Trump, Amerika’nın en güçlü kaynaklarından birini zayıflatıyor
Bazı kaynaklar her yıl dünyadaki üniversitelerin sıralamasını yapıyorlar. Listenin en üst sırasında yer alan kurumların yerleri bir iki adım ileri veya geri şeklinde değişebiliyorsa da, tepedeki kurumlar kısa hatta orta vadede tepedeki yerlerini koruyorlar. Önde gelen akademik kurumların çoğu ABD’de bulunuyor. Temel veya uygulamaya dönük çok önemli araştırmalar bu kurumlarda yapılıyor, muteber bilim dergilerindeki yayınların çoğu bu kurumlarda çalışanlar tarafından yazılıyor, başarılı doktora çalışmaları yürütenler bu kurumlarda öğrenci. Ancak Trump yönetiminin uyguladığı politikalar, Amerikan yükseköğretim kurumlarının ulaştığı itibarı zedeleyeceğe benziyor.

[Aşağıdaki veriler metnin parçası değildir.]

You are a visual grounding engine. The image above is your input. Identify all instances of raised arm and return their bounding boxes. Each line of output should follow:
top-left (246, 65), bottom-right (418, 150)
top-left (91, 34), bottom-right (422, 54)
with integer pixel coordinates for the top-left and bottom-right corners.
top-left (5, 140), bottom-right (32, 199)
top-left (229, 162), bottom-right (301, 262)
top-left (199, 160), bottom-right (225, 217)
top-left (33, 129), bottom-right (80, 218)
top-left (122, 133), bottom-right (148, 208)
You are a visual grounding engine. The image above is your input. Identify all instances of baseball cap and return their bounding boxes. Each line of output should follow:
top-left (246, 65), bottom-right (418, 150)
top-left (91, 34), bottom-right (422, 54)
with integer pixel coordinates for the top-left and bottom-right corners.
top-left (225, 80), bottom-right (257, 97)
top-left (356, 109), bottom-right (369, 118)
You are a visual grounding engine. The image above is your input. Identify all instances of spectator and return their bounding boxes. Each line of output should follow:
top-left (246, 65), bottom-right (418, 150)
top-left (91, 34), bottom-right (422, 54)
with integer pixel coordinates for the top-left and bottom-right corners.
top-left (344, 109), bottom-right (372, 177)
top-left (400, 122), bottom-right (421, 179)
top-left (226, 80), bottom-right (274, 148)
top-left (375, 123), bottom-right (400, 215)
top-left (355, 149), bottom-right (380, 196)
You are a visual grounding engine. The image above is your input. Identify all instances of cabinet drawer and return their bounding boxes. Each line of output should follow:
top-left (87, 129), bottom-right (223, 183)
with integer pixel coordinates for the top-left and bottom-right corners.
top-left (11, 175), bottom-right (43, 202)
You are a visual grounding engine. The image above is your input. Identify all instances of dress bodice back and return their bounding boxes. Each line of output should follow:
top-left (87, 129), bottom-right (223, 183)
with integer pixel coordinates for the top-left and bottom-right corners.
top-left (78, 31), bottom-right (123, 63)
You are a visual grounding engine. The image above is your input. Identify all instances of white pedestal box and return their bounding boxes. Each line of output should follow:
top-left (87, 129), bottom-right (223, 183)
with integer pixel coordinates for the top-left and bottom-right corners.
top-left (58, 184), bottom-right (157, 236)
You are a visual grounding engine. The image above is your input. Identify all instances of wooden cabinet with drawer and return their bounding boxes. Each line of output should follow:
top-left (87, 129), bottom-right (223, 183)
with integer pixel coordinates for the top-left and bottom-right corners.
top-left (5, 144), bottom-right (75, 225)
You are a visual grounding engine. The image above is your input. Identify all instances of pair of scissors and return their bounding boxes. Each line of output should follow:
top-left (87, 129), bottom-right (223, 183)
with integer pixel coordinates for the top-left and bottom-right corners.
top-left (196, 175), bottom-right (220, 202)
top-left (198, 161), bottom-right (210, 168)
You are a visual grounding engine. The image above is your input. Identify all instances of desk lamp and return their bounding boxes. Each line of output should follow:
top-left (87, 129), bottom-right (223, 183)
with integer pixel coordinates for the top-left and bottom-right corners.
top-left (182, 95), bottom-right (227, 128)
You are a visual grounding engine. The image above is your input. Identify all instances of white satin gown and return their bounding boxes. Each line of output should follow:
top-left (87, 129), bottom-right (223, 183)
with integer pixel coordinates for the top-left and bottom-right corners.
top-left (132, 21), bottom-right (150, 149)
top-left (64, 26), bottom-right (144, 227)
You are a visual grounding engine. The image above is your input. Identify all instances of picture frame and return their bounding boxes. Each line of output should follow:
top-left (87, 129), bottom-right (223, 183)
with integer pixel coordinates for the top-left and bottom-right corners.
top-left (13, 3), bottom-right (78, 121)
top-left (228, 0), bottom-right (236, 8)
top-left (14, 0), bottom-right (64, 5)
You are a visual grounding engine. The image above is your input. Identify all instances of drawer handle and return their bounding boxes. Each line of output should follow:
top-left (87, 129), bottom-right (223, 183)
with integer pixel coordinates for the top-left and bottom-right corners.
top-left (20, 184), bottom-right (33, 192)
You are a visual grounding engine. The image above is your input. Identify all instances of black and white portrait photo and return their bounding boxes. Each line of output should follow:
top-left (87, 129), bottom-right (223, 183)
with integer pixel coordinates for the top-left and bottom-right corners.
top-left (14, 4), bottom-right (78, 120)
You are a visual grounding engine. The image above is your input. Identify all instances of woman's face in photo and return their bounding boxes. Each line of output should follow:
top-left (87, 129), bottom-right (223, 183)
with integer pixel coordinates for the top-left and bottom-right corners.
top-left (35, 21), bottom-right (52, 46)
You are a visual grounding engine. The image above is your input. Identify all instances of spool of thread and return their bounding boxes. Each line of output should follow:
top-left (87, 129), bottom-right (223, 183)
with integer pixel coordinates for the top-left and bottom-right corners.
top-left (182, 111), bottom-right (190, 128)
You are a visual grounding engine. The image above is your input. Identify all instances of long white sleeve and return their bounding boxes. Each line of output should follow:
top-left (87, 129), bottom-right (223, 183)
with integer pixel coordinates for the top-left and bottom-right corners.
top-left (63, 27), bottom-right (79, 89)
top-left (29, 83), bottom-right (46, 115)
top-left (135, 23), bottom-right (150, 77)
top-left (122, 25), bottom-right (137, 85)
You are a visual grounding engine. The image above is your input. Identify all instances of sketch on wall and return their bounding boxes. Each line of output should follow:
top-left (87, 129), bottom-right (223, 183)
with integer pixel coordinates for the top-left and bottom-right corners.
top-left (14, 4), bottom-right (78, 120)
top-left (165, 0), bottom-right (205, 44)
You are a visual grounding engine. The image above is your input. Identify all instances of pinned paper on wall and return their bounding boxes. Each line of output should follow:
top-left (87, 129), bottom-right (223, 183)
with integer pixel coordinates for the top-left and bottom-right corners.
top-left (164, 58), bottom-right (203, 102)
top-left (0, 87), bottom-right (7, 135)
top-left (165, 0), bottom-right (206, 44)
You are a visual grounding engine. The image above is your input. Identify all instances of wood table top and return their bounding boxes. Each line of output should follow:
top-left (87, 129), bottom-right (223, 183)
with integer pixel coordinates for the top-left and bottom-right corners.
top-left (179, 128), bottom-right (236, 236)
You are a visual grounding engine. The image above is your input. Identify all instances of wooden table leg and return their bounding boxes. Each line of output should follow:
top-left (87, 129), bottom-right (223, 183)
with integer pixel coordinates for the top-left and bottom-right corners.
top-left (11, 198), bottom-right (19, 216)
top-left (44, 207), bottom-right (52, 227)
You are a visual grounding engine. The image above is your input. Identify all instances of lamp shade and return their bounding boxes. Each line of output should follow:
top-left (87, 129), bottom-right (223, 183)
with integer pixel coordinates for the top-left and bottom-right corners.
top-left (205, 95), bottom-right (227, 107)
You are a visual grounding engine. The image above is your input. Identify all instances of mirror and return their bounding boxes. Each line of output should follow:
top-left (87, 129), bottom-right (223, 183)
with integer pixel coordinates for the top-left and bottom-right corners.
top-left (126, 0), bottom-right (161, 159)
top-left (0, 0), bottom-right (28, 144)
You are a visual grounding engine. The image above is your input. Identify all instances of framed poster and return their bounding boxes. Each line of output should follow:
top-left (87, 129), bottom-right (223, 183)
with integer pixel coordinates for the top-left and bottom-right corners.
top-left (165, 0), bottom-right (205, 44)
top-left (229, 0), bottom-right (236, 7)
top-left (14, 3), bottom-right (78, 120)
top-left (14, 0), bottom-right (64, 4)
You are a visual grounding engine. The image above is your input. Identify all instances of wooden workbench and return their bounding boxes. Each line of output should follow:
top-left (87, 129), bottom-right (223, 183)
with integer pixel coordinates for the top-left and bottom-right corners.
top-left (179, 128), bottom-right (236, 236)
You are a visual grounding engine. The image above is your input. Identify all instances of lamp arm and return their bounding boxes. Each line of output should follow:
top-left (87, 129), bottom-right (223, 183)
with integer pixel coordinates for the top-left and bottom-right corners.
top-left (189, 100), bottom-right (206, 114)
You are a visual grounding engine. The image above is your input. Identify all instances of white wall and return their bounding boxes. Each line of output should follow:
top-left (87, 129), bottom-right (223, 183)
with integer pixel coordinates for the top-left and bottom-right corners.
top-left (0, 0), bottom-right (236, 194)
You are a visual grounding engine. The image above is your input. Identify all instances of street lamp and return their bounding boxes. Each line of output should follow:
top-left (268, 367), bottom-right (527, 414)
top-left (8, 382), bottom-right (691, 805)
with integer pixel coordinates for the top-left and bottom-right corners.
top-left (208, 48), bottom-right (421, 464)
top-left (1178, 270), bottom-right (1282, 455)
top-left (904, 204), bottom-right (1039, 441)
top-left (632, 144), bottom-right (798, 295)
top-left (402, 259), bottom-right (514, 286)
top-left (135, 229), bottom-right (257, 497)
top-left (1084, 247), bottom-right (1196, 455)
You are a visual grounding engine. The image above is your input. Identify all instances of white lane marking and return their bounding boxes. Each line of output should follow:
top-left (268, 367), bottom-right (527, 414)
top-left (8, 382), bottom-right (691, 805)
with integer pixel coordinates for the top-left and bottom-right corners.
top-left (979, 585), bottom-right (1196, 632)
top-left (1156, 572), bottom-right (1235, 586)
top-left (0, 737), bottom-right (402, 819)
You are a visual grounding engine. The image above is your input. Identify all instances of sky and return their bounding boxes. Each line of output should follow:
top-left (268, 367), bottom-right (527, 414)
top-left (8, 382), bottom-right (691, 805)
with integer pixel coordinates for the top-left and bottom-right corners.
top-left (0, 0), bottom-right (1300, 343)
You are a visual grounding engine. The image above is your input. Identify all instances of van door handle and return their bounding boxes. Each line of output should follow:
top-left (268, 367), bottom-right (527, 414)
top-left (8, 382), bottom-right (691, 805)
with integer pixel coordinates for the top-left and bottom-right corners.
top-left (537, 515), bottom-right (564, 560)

Amerikan yükseköğretim sisteminin bir kısım özellikleri bazı üniversitelerin rakip tanımayan birinci sınıf kurumlara dönüşmesinin önünü açmıştır. İlkin, Amerikan üniversiteleri dünyanın önde gelen bilim adamlarını cezbedebilmektedir. İkinci olarak, kurumlar istihdam ettikleri kişilere araştırmalarını yapabilecekleri tesisleri ve finansmanı sağlamaktadırlar. Üçüncü olarak, bu kurumlar sofistike araştırma projelerinin vazgeçilmezi olan en iyi doktora öğrencilerini de çekebilmektedir.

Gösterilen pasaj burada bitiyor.